To safely exercise your dog off lead in a town or busy park, you need to be pretty certain your dog has good recall, avoids scavenging, and likes other dogs. Even on the worst weather days, or on the earliest morning, there is always someone else walking their dog – even in the 300 acre park near me!

In the country you also need good recall, as dogs are a genuine issue for sheep and cows and other livestock. The reality is there may be less space for off lead walking in a rural area, as most land is used for farming, so walks may need to be restricted to public pathways. This may mean you need better recall for your dog in the countryside than in a town.

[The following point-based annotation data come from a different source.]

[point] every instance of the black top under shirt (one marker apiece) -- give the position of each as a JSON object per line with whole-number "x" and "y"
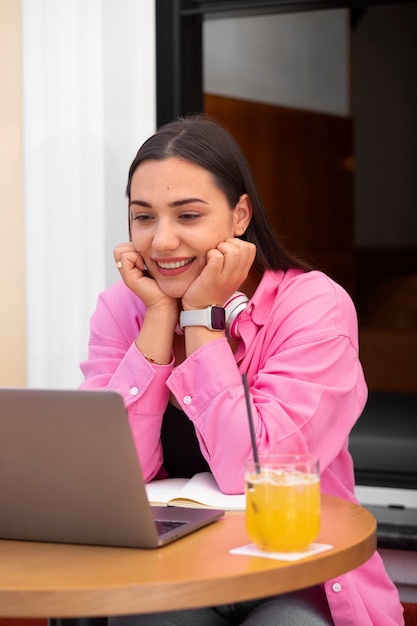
{"x": 182, "y": 454}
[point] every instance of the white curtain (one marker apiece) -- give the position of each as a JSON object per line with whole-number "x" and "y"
{"x": 89, "y": 102}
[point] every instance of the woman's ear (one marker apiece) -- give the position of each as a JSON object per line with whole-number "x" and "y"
{"x": 242, "y": 214}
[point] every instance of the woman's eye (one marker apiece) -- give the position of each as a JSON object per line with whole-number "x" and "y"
{"x": 188, "y": 217}
{"x": 142, "y": 217}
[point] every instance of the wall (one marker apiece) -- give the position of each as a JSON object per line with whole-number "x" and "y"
{"x": 12, "y": 249}
{"x": 385, "y": 101}
{"x": 89, "y": 85}
{"x": 299, "y": 60}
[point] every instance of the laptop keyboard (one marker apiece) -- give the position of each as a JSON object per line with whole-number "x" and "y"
{"x": 164, "y": 526}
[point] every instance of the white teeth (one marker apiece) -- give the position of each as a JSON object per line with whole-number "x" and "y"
{"x": 175, "y": 265}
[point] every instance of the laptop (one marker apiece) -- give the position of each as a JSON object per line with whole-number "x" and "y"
{"x": 69, "y": 473}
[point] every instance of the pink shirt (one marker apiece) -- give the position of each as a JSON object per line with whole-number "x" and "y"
{"x": 299, "y": 349}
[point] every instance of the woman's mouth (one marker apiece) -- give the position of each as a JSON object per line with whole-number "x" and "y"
{"x": 174, "y": 266}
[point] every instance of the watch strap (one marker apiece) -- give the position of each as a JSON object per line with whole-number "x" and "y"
{"x": 213, "y": 318}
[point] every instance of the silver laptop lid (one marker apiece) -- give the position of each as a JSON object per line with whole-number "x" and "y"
{"x": 69, "y": 471}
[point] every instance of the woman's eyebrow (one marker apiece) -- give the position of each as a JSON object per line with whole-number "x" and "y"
{"x": 173, "y": 204}
{"x": 186, "y": 201}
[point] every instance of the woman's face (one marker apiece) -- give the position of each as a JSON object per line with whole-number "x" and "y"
{"x": 177, "y": 214}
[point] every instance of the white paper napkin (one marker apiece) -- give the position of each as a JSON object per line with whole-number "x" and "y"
{"x": 252, "y": 550}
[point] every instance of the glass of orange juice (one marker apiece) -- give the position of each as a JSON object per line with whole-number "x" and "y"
{"x": 283, "y": 502}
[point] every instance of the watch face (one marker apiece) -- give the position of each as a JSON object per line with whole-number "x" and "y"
{"x": 218, "y": 318}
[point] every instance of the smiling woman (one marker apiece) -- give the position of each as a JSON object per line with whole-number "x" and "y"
{"x": 198, "y": 234}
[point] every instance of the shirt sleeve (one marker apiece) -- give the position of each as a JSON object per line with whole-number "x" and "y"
{"x": 306, "y": 383}
{"x": 115, "y": 363}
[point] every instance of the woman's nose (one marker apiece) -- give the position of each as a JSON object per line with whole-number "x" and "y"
{"x": 165, "y": 237}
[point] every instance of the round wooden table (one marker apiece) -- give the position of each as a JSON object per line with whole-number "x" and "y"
{"x": 63, "y": 581}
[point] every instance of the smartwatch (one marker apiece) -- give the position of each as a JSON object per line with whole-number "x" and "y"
{"x": 213, "y": 318}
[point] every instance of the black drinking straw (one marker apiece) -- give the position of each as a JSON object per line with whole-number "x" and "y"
{"x": 252, "y": 430}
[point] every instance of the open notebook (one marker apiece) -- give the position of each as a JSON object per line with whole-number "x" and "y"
{"x": 69, "y": 473}
{"x": 199, "y": 491}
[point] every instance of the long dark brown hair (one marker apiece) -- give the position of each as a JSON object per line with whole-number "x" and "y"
{"x": 206, "y": 143}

It’s also interesting for cats. We know they are territorial and likely to want to have their own outside space away from other cats. This can be really hard if there is a high number of cats in the area. Be it a city, town or village the space available beyond the garden wall is very important, as the cat population decide their territory and who is allowed access where. A high cat density can result in more fighting and stress. Cat bites are common for both town and city cats, and can be really nasty as they result in a tiny wound that has lots of unpleasant cat-mouth bacteria in it. As stress is a factor in urinary issues and blocked bladders, then it starts to be easy to see why we see more occurrences of this in town rather than country cats.


So now what?

There isn’t a perfect pet for every person or situation and I see some people with high energy dogs, such as border collies, in London and they are happy and get their mental stimulation and exercise needs met. Yet there is a compromise with every pet, so it’s worth taking some time to consider your lifestyle as well as where you live when choosing a pet.